Бисмарк остановился. Сильная рука его оперлась на спинку кресла, глаза устремились вперед, и он вслушивался в потрясающие звуки с таким выражением, как будто на него снизошло вдохновение.
Искусное звукоподражание гремело отдаленным барабанным боем, прерываемым вздохами труб. Кейделль, увлеченный красотами композиции, превзошел сам себя в исполнении.
Госпожа Бисмарк отложила работу и задумчиво слушала.
Министр?президент стоял неподвижно. Шире вздымалась его грудь, сильнее напрягались мощные мускулы руки, ярче вспыхивали молнии в глазах, будто искавших сквозь потолок гостиной темного ночного неба с его звездами.
Еще раз глубоко вздохнули трубы, в ответ им раздались звонкие залпы звуков, и после короткой паузы Кейделль перешел к финалу сонаты.
Бисмарк оглянулся, точно пробудясь от сна. Он простоял с минуту неподвижно и как бы в забытьи прошептал:
— И если мне суждено погибнуть, пускай такими звуками вознесется моя душа.

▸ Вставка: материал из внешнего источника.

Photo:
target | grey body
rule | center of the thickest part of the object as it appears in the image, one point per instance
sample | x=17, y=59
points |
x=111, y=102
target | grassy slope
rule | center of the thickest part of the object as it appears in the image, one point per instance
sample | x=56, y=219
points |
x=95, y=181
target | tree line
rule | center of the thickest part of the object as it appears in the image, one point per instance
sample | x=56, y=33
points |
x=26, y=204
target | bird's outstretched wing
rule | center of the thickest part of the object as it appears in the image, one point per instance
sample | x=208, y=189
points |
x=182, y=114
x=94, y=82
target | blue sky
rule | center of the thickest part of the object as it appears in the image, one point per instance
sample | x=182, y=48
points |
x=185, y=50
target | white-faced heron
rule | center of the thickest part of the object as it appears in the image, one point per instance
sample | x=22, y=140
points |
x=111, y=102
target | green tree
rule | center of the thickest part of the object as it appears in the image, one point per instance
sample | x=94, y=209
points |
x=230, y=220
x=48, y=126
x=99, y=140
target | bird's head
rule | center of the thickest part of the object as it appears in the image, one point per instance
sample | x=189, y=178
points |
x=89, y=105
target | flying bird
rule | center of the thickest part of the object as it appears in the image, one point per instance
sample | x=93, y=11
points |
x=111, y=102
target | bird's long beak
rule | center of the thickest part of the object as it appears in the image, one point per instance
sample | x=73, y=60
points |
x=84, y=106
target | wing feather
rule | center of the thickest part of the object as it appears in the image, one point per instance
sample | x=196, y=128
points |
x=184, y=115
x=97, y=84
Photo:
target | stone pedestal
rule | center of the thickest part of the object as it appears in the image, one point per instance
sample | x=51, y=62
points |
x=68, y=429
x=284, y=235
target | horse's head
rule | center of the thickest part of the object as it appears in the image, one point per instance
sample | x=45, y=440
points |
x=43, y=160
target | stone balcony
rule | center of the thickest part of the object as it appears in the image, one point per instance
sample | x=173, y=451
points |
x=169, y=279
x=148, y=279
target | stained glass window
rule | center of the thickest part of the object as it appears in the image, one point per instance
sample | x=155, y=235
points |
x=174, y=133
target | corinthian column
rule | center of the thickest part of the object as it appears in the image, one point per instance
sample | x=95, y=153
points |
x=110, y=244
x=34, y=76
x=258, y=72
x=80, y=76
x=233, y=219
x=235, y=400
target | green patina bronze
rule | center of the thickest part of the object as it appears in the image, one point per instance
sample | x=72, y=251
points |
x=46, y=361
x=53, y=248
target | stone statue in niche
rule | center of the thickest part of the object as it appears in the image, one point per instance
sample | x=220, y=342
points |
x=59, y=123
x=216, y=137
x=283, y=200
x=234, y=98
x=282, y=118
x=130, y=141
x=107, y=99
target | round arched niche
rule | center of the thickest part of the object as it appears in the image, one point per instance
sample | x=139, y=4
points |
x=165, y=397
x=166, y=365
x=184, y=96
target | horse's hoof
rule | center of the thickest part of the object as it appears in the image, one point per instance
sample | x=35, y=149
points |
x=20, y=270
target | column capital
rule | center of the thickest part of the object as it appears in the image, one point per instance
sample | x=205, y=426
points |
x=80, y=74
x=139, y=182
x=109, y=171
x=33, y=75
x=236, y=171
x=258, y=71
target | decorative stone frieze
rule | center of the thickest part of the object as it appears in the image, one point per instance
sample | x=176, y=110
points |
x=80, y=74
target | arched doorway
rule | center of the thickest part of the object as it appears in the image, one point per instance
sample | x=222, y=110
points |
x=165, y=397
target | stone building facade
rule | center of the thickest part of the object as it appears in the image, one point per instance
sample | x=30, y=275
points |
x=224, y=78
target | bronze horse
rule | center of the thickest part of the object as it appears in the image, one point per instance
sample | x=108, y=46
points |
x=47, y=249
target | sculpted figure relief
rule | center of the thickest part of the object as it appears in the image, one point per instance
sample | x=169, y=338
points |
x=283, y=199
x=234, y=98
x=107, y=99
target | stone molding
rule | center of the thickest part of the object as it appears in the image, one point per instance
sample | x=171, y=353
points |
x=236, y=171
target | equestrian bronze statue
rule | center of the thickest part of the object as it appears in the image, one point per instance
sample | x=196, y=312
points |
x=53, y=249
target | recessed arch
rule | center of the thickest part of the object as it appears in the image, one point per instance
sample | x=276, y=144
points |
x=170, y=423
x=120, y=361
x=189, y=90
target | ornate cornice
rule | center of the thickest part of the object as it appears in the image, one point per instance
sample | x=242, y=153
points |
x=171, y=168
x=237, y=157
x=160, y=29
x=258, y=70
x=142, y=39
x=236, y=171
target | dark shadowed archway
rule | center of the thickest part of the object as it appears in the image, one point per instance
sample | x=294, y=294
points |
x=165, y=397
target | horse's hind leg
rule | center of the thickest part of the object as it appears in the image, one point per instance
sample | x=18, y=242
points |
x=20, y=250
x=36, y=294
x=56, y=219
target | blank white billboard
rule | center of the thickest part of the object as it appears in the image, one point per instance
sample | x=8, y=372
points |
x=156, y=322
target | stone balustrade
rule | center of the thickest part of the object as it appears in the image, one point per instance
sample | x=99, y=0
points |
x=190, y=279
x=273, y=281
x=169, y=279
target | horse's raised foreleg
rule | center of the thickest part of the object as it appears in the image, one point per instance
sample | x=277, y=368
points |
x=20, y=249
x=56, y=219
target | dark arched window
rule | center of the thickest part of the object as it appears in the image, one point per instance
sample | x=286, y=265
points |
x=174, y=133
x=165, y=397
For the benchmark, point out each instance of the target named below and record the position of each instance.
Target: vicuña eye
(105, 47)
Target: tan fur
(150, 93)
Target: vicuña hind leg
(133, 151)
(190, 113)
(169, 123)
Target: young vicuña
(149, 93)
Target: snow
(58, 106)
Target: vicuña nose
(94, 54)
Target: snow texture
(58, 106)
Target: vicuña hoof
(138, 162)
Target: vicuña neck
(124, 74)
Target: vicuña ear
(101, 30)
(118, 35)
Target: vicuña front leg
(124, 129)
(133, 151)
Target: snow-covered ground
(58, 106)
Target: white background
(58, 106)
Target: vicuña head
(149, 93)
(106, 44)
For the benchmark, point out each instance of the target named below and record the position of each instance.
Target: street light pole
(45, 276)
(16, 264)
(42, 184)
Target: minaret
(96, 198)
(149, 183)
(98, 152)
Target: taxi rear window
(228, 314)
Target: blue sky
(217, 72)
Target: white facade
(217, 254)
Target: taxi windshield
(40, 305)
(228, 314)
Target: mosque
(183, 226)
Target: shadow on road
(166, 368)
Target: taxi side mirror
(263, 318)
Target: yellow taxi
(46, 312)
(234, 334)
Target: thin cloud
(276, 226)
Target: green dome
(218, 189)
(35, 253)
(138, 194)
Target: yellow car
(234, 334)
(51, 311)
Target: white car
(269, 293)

Мог ли поэт над гробом героя почувствовать то, что звучит в этих аккордах, если б не было людей, способных встать выше сомнений и колебаний? Jacta est alea![17]
И, не обратив внимания на окружающих, он бесшумно оставил гостиную.
Кейделль доиграл сонату до конца.
Госпожа Бисмарк тревожно проводила мужа глазами.
Когда советник посольства встал и снова подошел к дамам, она сказала:
— Я уверена, что мой бедный муж болен, постарайтесь убедить его побольше думать о своем здоровье!
— Я делаю все, что могу, — отвечал Кейделль, — только вы сами знаете, как трудно его переубедить в этом отношении. Впрочем, — прибавил он, — я не думаю, что он болен — к нему часто приходят разные мысли во время музыки, и теперь тоже что?нибудь особенное пришло ему в голову, и он поспешил уйти, чтобы записать идею.
Бисмарк между тем скорым шагом вернулся в кабинет и присел к письменному столу. На лице его не было ни тени нерешительности или волнения, на холодном спокойствии черт лежало мягким отблеском выражение твердой, непреклонной воли.
Он взялся за перо и набросал, не колеблясь и не задумываясь, целый ряд заметок на листе чистой бумаги.
Это заняло около получаса, после чего министр позвонил в стоявший рядом колокольчик.
В дверях показался камердинер.
— Господин фон Кейделль еще здесь?
— К услугам вашего сиятельства.
— Прошу его сюда на минуту.
Через несколько минут вошел советник посольства.
— Любезный Кейделль, — сказал Бисмарк, — вот заметки для циркуляра послам в Вене, Франкфурте и Париже, позаботьтесь о немедленной их доставке. Абекен изложит их со свойственным ему уменьем, совершенно в моем духе и стиле. Узедом должен получить ту же инструкцию, но только с прибавлением того, что я отметил на полях.
— Я исполню все безотлагательно, — сказал Кейделль с поклоном, — завтра же почта будет отправлена.
Он между тем взглянул на лист, который взял в руки.
— Ваше сиятельство, — сказал он с испугом, — это война!
— Да, война, — сказал Бисмарк, — а теперь спокойной ночи, любезный Кейделль. — До завтра, надо спать — я, право, очень устал, и нервы мои требуют покоя.
Кейделль удалился.
Через полчаса отель иностранного министерства погрузился в глубокое безмолвие под покровом ночной тьмы. Так рука Провидения задергивает густым покрывалом судьбы грядущих дней.
Глава вторая
В окрестностях ганноверского города Люхова лежит та богатая и своеобразная местность, которую — вне официальных сфер — называют Вендландией. Это одна из областей Германии, где древнее вендское племя, со свойственной ему цепкостью и устойчивостью, сохранилось во всей чистоте и продолжает жить на свой особый лад и обычай.